Stato e Chiesa nel pensiero di Francesco Ruffini è l’opera ultima di Gemma Iannuzzi, poetessa di Castel Baronia, laureata in Giurisprudenza.
Si tratta di un saggio storico-giuridico che nasce dalla sua tesi di laurea in Storia delle Dottrine Politiche. L'interesse di Francesco Ruffini per la libertà religiosa rappresenta il punto di unione di tutta la sua trattazione. Infaticabile ed assidua la sua indagine sull’evoluzione storica di una questione tanto studiata da
pensatori e scuole differenti. Ma non solo di indagine storica si tratta.

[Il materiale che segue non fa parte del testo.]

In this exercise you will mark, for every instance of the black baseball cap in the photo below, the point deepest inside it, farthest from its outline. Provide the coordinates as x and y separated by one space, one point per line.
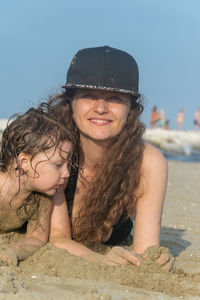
103 68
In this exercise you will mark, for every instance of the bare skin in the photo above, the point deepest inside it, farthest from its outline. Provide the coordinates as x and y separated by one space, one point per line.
101 109
36 235
51 173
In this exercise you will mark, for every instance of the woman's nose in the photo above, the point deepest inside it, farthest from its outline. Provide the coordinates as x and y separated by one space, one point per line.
65 171
101 106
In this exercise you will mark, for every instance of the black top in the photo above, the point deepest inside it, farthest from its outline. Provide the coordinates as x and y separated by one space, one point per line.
121 230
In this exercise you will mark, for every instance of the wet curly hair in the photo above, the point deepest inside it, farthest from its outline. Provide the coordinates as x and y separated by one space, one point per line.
37 130
113 189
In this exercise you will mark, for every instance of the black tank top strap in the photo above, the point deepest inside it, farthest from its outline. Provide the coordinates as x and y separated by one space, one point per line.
71 189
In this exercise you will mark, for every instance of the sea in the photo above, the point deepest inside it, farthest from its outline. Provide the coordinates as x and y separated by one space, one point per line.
177 145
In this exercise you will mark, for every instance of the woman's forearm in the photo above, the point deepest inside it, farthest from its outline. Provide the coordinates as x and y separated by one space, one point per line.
76 248
27 247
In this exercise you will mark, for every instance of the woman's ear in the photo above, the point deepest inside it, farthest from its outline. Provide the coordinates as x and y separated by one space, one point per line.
23 162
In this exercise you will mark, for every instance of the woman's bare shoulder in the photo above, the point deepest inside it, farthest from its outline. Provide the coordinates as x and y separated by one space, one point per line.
153 158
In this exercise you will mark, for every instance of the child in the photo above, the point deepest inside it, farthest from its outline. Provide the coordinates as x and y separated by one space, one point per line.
34 155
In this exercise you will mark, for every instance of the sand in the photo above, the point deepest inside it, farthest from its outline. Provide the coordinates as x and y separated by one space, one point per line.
52 273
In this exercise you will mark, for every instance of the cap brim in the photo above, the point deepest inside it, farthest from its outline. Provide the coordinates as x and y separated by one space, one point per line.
95 87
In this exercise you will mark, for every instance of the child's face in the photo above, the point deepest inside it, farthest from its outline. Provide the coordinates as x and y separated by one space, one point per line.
49 170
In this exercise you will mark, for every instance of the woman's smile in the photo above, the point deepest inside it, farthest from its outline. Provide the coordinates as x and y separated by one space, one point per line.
100 122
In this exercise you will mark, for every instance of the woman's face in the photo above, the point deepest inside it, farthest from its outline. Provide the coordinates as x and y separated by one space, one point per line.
100 115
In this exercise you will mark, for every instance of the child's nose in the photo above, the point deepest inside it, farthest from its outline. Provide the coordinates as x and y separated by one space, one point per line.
65 173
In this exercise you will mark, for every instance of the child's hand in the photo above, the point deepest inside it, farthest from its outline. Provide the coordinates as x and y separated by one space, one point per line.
8 257
161 255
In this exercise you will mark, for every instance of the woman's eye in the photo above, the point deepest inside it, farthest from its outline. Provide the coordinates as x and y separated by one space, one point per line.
59 165
88 96
115 99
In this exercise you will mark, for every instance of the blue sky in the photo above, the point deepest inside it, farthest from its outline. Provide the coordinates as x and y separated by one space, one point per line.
38 39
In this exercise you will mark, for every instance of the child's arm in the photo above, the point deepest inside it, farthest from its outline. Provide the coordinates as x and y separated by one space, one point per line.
36 236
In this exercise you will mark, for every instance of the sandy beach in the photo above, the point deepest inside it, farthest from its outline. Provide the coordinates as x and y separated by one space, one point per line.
52 273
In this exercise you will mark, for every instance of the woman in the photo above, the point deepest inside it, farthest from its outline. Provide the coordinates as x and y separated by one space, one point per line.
119 177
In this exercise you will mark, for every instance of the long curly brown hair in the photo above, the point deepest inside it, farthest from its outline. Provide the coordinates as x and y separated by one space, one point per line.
113 189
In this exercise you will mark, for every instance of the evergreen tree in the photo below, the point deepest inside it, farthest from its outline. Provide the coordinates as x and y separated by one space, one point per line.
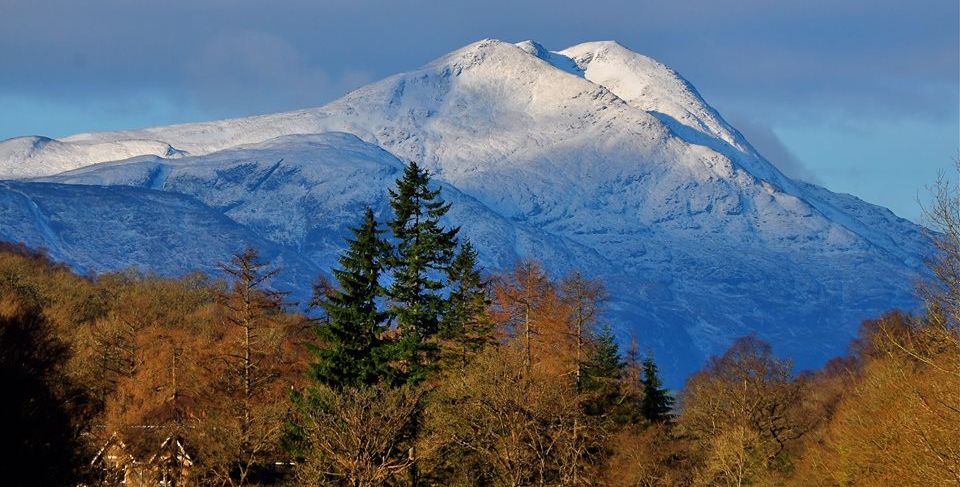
602 374
352 352
424 249
657 402
465 325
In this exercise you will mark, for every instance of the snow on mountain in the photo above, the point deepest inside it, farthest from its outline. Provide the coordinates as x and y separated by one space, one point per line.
24 157
592 157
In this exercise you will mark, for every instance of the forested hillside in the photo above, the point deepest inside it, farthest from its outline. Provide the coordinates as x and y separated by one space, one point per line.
413 366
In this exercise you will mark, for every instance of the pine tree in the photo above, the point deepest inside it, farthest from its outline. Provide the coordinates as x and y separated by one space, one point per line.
424 249
657 402
602 373
465 325
352 350
585 297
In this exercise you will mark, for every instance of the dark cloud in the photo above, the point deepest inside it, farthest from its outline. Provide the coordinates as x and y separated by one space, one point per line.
774 60
769 144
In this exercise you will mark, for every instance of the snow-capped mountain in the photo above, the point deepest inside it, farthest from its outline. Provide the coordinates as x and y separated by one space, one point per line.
593 157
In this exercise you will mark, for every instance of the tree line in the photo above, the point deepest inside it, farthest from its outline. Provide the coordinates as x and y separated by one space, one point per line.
412 366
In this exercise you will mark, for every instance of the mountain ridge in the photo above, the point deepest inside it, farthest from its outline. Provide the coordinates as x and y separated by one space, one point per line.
610 162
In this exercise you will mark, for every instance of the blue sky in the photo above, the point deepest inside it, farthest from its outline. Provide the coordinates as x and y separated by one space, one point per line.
862 96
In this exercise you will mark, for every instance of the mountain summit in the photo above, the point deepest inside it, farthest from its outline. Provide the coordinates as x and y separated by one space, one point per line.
592 157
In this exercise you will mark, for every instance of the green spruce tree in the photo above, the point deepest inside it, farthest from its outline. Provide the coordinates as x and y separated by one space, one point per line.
423 253
465 328
352 351
602 374
657 402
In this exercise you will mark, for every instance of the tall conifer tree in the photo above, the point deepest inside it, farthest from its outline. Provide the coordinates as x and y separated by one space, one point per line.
657 402
465 327
602 373
352 353
424 249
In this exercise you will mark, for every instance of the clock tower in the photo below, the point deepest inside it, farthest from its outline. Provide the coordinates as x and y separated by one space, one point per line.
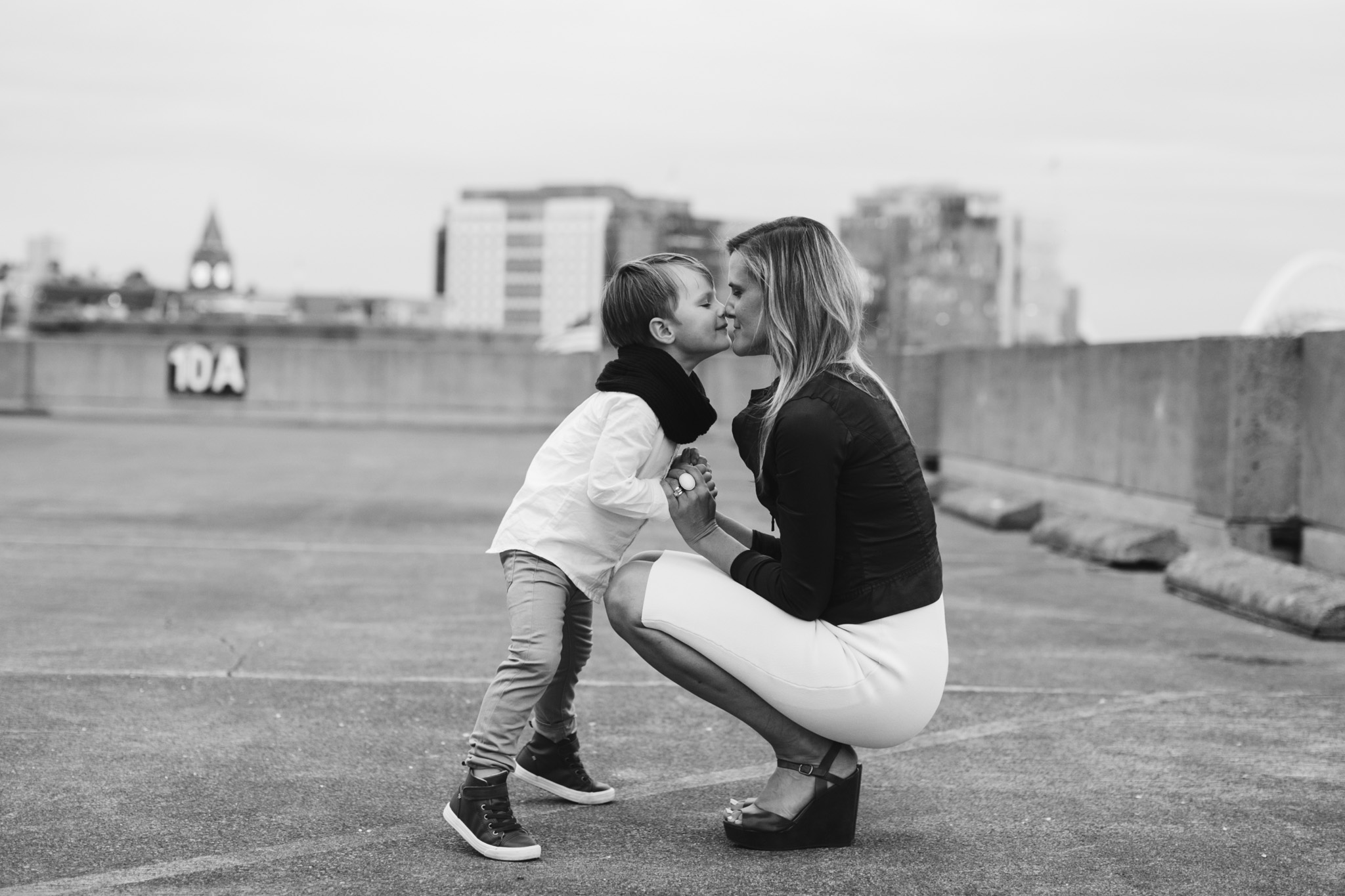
211 268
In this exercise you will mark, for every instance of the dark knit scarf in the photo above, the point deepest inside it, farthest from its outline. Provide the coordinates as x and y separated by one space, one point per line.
651 373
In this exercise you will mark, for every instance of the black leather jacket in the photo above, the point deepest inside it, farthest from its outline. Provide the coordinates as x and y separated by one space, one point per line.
843 480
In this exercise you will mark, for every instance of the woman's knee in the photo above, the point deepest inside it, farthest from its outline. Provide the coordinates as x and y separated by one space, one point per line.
625 598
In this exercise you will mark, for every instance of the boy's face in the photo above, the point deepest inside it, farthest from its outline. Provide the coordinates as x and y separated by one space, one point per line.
699 330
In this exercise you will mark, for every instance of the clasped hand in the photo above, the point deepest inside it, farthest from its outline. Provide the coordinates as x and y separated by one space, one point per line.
692 509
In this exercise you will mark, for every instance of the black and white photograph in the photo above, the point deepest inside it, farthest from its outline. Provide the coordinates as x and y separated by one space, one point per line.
526 448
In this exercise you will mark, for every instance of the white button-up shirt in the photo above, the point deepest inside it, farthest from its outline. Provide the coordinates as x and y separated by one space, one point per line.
590 489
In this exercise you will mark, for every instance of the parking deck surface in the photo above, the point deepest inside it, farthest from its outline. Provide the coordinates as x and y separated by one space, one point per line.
242 660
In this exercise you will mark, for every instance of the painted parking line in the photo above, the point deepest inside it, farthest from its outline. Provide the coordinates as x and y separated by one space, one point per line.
314 845
229 544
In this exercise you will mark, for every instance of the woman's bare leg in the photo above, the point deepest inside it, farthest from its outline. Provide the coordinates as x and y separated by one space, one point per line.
787 792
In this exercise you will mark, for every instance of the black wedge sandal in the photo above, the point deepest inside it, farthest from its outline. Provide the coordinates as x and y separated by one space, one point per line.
825 824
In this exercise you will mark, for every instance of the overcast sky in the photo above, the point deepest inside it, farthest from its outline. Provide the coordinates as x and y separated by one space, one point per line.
1187 148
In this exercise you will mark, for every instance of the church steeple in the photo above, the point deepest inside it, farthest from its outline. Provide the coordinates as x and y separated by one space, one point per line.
211 267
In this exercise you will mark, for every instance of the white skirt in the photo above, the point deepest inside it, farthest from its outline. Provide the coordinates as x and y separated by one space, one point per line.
875 684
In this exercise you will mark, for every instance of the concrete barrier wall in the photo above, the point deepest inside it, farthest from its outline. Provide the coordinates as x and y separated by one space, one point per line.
1323 476
14 373
1235 437
1119 416
376 379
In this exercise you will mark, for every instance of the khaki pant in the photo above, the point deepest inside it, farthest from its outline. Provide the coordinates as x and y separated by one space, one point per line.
550 640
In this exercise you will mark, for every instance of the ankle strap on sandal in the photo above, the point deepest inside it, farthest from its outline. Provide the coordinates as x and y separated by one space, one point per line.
816 770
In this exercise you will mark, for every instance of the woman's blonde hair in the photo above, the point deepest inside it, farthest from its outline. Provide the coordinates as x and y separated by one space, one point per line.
811 309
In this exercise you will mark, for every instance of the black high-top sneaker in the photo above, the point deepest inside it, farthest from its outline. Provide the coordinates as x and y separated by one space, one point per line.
482 815
556 767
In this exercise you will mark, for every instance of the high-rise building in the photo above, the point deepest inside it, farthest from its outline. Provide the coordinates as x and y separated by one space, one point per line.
930 255
946 267
535 261
1038 305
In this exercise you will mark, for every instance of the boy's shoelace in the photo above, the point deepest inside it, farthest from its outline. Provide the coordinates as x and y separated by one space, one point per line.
500 816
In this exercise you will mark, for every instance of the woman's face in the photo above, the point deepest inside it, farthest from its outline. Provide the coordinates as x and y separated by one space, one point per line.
745 310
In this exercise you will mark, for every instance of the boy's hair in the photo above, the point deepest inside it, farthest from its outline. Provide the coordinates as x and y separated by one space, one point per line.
640 291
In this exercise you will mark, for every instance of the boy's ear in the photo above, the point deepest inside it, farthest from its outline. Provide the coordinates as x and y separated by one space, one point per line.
661 331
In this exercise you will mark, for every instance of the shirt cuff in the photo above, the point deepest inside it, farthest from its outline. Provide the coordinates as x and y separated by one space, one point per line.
745 565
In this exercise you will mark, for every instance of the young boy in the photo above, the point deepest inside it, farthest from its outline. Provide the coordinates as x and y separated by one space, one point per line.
588 492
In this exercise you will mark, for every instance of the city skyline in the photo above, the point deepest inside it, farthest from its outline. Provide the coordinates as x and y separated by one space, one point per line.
1184 164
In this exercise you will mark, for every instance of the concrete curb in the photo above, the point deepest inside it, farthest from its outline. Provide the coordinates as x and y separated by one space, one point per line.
1111 542
990 508
1264 590
934 484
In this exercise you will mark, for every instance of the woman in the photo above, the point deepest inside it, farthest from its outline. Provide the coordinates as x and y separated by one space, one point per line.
831 634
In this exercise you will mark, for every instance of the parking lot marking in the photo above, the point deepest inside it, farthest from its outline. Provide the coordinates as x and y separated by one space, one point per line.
472 680
314 845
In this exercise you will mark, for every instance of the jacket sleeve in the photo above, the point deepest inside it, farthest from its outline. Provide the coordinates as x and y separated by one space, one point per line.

Il fatto è che il tema della libertà religiosa risulta strettamente legato al campo del diritto, poiché la libertà religiosa si esplicita nella enunciazione ed attuazione di un principio volto alla regolamentazione di rapporti intersoggettivi e sociali.
Ruffini fu uno dei padri del diritto ecclesiastico italiano; è nella sua attività di ricerca storica che vengono
riconsiderati dal punto di vista giuridico molti dei temi già affrontati nel fondamentale studio intorno all’idea di libertà religiosa.
Così l’autrice: “La questione della libertà religiosa si è imposta all’attenzione degli studiosi precisamente quando la convivenza tra due o più fedi religiose si è associata a forme di esclusivismo intollerante tali da innescare gravi atteggiamenti persecutori. Tanto più si affermava il principio del pluralismo organizzativo
all’interno dei corpi sociali, quanto più dilagante ed aggressivo diveniva il fanatismo degli intolleranti.
La libertà religiosa storicamente esaminata può essere compendiata nell’analisi di tutte le lotte che presiedettero all’affermazione giuridica della libertà religiosa su quello inverso dell’esclusivismo intollerante. Credo che l’attualità dell’insegnamento di Francesco Ruffini risieda non tanto nell’invito a trattare la sistematica del diritto ecclesiastico in chiave di legislatio libertatis, principio ormai consolidato, quanto piuttosto nella sollecitazione a riflettere sul rapporto tra eguaglianza e libertà senza intaccare il principio giuridico.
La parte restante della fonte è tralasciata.